Der Jupitermond Europa ist eine bizarre Schönheit: Ein filigranes Netz kilometerlanger Furchen zerschneidet seine äußere Eisschicht wie die Risse in einem alten Ölgemälde. Doch diese Schönheit ist tödlich, denn mit minus 150 Grad Kälte, einer starren Eiskruste und fehlender Lufthülle hätte Leben hier kaum eine Chance.
{1l}
Verborgenes Habitat
Doch weiter unten, in zehn bis 15 Kilometern Tiefe, beginnt eine andere Welt. Denn hier erstreckt sich ein riesiger Ozean aus flüssigem Salzwasser, wahrscheinlich bis zu 100 Kilometer tief und einmal um den Mond reichend. Insgesamt könnte dieser Ozean doppelt so viel Wasser enthalten wie alle Meere der Erde zusammen genommen.
Hinweise auf diesen wässrigen Riesen lieferten wieder einmal die Magnetfeldmessungen der Galileo-Sonde. Denn sie detektierte auch um den Mond Europa herum verräterische Störungen im Jupitermagnetfeld – Störungen, wie sie typischerweise durch Bewegungen einer leitfähigen Flüssigkeit erzeugt werden. Da Europa im Gegensatz zu Io keine Gesteinskruste besitzt, sondern komplett von Eis bedeckt ist, sprach dies gegen einen Magmaozean – er wäre viel zu heiß und hätte das Eis längst schmelzen müssen. Anders dagegen ein subglaziales Meer aus flüssigem Salzwasser: Es wäre leitfähig und gleichzeitig gerade kühl genug, um die Eiskruste zu erhalten.
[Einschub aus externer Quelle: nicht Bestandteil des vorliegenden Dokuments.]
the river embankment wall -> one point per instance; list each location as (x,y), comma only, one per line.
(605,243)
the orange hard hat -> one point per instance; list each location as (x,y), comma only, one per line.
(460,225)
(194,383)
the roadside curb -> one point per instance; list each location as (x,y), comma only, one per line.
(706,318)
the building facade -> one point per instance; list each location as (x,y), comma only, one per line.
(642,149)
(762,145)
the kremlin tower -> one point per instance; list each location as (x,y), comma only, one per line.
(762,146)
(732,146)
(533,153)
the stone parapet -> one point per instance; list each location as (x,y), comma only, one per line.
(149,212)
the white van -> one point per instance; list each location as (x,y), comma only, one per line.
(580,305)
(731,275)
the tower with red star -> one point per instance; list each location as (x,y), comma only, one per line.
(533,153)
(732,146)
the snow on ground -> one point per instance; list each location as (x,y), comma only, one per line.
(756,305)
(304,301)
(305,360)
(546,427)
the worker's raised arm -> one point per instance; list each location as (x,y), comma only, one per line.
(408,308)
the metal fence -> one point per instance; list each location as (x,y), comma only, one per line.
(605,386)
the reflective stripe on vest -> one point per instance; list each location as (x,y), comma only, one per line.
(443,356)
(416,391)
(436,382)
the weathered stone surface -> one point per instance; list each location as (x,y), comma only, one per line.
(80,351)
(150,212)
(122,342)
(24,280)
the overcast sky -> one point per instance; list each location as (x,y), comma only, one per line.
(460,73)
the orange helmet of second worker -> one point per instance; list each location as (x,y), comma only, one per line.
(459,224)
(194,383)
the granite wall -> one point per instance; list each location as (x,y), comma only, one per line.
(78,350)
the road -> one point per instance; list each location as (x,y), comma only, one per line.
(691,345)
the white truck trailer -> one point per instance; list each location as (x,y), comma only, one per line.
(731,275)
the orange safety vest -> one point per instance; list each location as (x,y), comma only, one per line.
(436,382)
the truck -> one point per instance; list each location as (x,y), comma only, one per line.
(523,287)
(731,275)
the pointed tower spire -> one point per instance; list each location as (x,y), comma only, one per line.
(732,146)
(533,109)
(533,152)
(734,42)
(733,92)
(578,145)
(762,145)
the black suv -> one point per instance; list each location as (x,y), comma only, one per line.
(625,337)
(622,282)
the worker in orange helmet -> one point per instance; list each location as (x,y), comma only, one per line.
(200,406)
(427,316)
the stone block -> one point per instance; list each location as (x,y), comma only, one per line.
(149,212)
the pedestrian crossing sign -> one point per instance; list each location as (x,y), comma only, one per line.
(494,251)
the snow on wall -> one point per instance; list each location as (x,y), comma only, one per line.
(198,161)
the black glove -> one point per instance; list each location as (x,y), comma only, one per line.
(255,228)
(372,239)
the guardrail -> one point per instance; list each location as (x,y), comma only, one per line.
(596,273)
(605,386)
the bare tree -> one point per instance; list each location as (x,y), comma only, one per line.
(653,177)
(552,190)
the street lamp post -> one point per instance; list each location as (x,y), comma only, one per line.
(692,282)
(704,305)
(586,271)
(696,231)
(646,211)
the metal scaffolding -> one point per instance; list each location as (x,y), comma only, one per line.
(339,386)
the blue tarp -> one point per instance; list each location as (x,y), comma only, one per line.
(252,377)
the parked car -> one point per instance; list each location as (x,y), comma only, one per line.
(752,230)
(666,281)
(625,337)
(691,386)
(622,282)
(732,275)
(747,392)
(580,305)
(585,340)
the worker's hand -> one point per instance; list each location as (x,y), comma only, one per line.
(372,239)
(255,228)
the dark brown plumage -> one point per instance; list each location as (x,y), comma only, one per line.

Von Gezeitenkräften durchgewalkt
Die große Frage aber war: Was hält diesen geheimnisvollen Ozean unter dem Eis flüssig? Eine Erklärung lag geradezu auf der Hand: die Gezeitenkräfte des Jupiter. Denn Europa umkreist seinen Planeten auf einer relativ exzentrischen, stark elliptischen Umlaufbahn. Dadurch schwankt die Anziehungskraft des Jupiter im Verlauf eines Umlaufs. Als Folge wird das Innere des Mondes mal stärker und mal weniger stark gestaucht und komprimiert.
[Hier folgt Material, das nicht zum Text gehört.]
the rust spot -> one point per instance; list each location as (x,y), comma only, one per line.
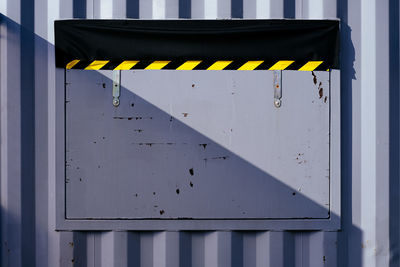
(314,78)
(321,92)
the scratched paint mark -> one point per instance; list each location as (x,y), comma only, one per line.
(314,78)
(222,157)
(133,118)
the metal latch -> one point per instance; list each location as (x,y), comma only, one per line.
(277,88)
(116,87)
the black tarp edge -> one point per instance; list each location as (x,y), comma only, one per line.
(208,40)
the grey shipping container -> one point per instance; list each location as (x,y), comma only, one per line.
(369,83)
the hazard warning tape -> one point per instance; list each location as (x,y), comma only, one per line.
(197,65)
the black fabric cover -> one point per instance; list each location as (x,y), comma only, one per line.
(269,40)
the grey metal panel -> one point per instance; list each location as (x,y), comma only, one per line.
(345,248)
(195,147)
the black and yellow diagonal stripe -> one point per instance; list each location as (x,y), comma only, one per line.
(197,65)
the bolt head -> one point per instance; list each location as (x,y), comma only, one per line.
(116,102)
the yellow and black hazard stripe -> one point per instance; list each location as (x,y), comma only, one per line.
(198,65)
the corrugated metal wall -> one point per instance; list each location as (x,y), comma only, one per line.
(370,144)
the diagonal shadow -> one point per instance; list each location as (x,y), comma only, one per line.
(352,232)
(138,161)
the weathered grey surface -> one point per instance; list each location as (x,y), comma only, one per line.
(370,127)
(197,144)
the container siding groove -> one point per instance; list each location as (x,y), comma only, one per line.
(47,248)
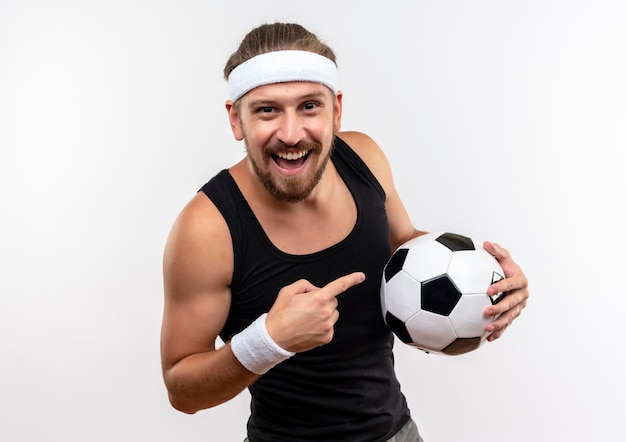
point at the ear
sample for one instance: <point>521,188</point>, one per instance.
<point>235,121</point>
<point>337,108</point>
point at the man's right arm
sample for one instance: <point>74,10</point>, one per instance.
<point>197,269</point>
Ist er dem Jupiter sehr nahe, heben sich Eis, Wasser und Gestein auf der ihm zugewandten Seite an, der gesamte Mond wird durch diese Kräfte leicht elliptisch verformt. Bewegt sich Europa dagegen vom Jupiter weg, nimmt er wieder eine annähernd kugelförmige Gestalt an. Diese ständigen Bewegungen erzeugen Reibungen im Untergrund, die Wärme erzeugen – Wärme, die ausreichen könnte, um Wasser unter der Eiskruste flüssig zu halten.